Police and border officials have been running a campaign at airports across the UK to intercept families who could have taken their children abroad for female genital mutilation (FGM). Now the Metropolitan police chief has said medical examinations to identify FGM victims may have to be considered.
Dominating the campaign to end FGM has been a “barbarism” discourse grounded in the belief that FGM is a uniquely pernicious cultural practice. While it is important that we attempt to protect vulnerable people and challenge practices like FGM, we need to avoid simplistic, shrill rhetoric which may undermine those efforts.
Consistency and complexity
The anti-FGM campaign argues that FGM inflicts injury on vulnerable people, diminishes their potential for sexual satisfaction and perpetuates the oppression of women. If we believe that culture should promote human wellbeing, and that autonomy and sexual satisfaction is important for wellbeing, then cutting children’s genitals in the absence of urgent medical need is a practice we can well do without.
Yet, in liberal societies, we often accept children’s genitals being cut, since ritual male circumcision is seen as either harmless or positive. This is despite evidence suggesting that it is painful, has risks, can reduce sensitivity, alters sexual functioning and is, or historically was, performed for similar reasons to FGM.
Although ritual MGM is often, though not always, less dangerous and invasive than forms of FGM, and medical circumcision useful in dealing with a small range of conditions, we should be consistent in regarding it as troubling.
Challenging some basic assumptions about FGM and placing it more clearly in the context of Western understandings of male circumcision, the Hastings Centre Report on female genital surgeries in Africa concludes that some of the more extreme harms associated with FGM are less common than we might believe. It also points out that some of those cut believe that their experience did little or no harm and live in communities which do encourage sexual fulfilment.

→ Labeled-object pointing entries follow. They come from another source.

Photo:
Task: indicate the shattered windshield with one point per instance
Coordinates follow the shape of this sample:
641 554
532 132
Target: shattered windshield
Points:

This does not mean that people are not harmed (far from it), but decrying FGM as “barbarian” lumps together very different practices conducted for very different reasons, ostracising those who practise them. This is compounded by the tactic of coupling “barbarianism” with descriptions of the practice as “unIslamic” or “unChristian” – in essence, heretical. This is especially alienating given that the Abrahamic faiths have developed related conceptions of civilisation which view non-believers, heretics or blasphemers as harmful not only to themselves but to God.

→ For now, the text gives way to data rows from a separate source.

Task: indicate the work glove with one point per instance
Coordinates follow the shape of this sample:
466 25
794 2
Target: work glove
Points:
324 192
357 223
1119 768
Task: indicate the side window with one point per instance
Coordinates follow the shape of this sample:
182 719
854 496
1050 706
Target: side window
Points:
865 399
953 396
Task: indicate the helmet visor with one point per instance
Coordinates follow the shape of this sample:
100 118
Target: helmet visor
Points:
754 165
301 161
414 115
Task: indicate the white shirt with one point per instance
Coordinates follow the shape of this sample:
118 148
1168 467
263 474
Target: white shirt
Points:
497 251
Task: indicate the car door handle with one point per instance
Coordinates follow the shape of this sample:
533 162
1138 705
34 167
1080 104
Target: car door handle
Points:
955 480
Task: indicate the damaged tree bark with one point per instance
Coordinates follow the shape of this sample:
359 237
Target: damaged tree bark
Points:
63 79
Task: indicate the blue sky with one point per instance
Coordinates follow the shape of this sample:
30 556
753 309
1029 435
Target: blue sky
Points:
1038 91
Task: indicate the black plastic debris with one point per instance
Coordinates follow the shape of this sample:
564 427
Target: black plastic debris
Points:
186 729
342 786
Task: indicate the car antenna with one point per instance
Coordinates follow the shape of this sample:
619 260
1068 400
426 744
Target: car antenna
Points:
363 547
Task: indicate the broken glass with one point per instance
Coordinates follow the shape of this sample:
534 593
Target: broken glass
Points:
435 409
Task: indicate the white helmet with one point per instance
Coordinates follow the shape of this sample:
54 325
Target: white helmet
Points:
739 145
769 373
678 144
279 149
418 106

Given that the UN has endorsed male circumcision as part of its HIV prevention policy, we now have the bizarre prospect of Western agencies marching into communities telling people that it is “barbaric”, backward and “unChristian” or “unIslamic” to cut girls, but “civilised”, forward thinking and “Christian” or “Islamic” to cut boys.
Calling FGM barbaric and heretical transforms what is a complex and varied issue to, in real terms, simplistic condemnation of parents who sincerely believe they are doing the right thing for their children. By extension, their children are also condemned as barbarian heretics and stigmatised as mutilated, compounding emotionally the physical injury inflicted by the cut.

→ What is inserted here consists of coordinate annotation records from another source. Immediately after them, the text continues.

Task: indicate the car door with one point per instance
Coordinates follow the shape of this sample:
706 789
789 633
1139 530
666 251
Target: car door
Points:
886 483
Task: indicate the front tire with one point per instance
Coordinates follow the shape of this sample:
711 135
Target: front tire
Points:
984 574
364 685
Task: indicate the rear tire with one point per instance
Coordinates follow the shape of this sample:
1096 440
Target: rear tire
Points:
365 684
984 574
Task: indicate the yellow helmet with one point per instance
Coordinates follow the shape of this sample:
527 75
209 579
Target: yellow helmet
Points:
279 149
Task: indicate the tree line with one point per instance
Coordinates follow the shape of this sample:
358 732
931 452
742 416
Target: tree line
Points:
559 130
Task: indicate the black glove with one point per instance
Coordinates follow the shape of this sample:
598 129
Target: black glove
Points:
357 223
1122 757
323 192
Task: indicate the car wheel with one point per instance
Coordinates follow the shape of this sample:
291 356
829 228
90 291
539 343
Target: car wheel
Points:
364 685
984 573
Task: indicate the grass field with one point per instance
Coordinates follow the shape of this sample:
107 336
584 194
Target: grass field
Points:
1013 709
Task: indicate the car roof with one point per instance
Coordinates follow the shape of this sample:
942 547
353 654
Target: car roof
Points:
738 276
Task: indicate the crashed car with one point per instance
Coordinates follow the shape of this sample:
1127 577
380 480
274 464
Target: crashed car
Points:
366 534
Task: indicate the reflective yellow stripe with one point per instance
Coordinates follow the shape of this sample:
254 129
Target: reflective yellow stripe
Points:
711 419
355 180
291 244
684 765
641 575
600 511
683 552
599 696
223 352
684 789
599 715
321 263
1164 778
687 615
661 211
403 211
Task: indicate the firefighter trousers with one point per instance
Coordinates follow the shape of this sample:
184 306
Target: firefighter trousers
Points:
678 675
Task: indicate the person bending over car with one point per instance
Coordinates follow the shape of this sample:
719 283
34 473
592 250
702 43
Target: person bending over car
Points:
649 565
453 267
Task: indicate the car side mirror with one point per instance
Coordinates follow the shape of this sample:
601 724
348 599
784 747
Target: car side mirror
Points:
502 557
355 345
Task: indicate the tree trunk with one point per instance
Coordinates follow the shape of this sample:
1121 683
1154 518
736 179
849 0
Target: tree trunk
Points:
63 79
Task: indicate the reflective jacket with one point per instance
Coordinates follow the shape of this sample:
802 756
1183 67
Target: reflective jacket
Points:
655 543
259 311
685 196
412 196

Promoting wellbeing and the law
If we wish to promote wellbeing, we would do well to remember that one of the most significant factors in sexual fulfilment, which opponents of cutting seek to promote, is confidence in and contentment with one’s own body. As sex columns in Western media demonstrate on a daily basis, one can be physically intact and yet bereft of confidence, contentment and fulfilment. Sending the message to those who’ve undergone genital cutting, potentially in contrast to their own perspective, that they are mutilated, barbarian heretics is unlikely to promote confidence and fulfilment.
The extreme simplification of the way FGM is discussed has shaped wrong-headed attempts at its prosecution. This is shown in the recent case of Dr Dharmasena, who has been accused of conducting FGM by resuturing an infibulated woman after childbirth.
As Dr Katrina Erskine has pointed out, this attempt to limit harm through medical intervention was hardly an act of mutilation. Unfortunately for Dr Dharmasena, however, in the eyes of the law, his attempt to limit harm made him complicit in barbarism.
If we are concerned about the wellbeing of vulnerable people (and the societies that practice FGM can often be vulnerable), then this is an unfortunate approach to adopt. Let me be clear: I don’t wish to defend or romanticise genital cutting (it is troubling on many levels), but I do think we should try to avoid compounding its direct effects.
In place of the barbarism, heresy and mutilation discourse, attempts must be made to express solidarity with people in ways that don’t dominate or alienate them. We don’t have to be self-flagellating anti-colonialists to acknowledge the possibility that this kind of approach and rhetoric may both undermine wellbeing in general and fail to deal effectively with genital cutting in particular.